My response would be different based on that. If he's doing it at home too, then you probably need to come up with a plan to put a stop to all physical outbursts of this kind. DD started to do some stuff like this when she'd get mad at us around 2 (to our knowledge she's never even hit/pushed another kid once, so it was really weird). When she'd hit us we put her on the stairs. She went with the idea that she was overwhelmed by what was happening and needed a break. Our stairs are kind of isolated (away from the action of our house) and work well. We'd either sit with her on our lap facing outwards (watching out for head/face collisions like I said before) and just be with her until she calmed, or we'd set her on the stairs and back off. It seemed almost random as to which she needed. Sometimes if we held her she just got worse, and other times it made it better. So we'd normally start off holding her and if that didn't work we'd walk away.

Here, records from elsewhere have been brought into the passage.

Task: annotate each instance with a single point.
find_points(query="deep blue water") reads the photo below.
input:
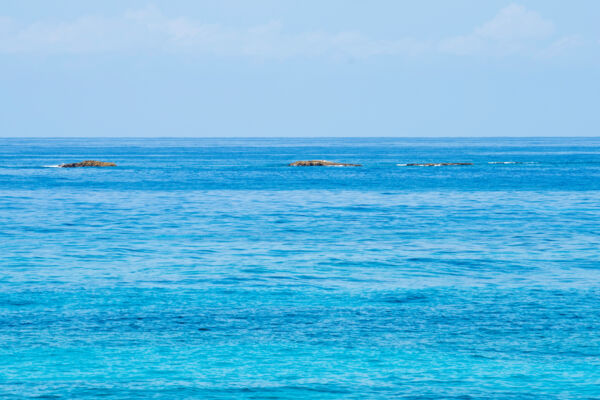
(207, 268)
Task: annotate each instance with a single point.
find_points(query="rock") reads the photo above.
(435, 164)
(321, 163)
(89, 163)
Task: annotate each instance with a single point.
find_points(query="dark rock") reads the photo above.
(436, 164)
(89, 163)
(321, 163)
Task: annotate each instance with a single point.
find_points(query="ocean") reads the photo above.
(209, 269)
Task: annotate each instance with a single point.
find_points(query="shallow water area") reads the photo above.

But we never really left. We would hover and wait until she was ready for some hugs and cuddles. Then we'd talk about gentle touches and help her touch us gently. And if we had any idea of what set her off, we'd talk about that too. But she was a bit slow to talk so we'd often have no clue and just focus on the idea that if she felt she was about to hit us she should go sit on the stairs. Now that she's 3, she often removes herself from the situation with either a tiny prompt "you look like you need a break" and she'll go to the stairs for ~10 seconds and come back more reasonable or sometimes no prompting. She'll go from losing it in the living room to looking at a book in her room on her own.
She never really did this when we were out. But the few times she did I held her in a way that wouldn't let me get hurt and tried to find a safe quiet place for her. Sometimes that was the car. I would put her in the back seat and sit down in the front and just wait for her to work through it.
For me it's really important to me that my children never think it's OK to hurt other people. And I'm included in that.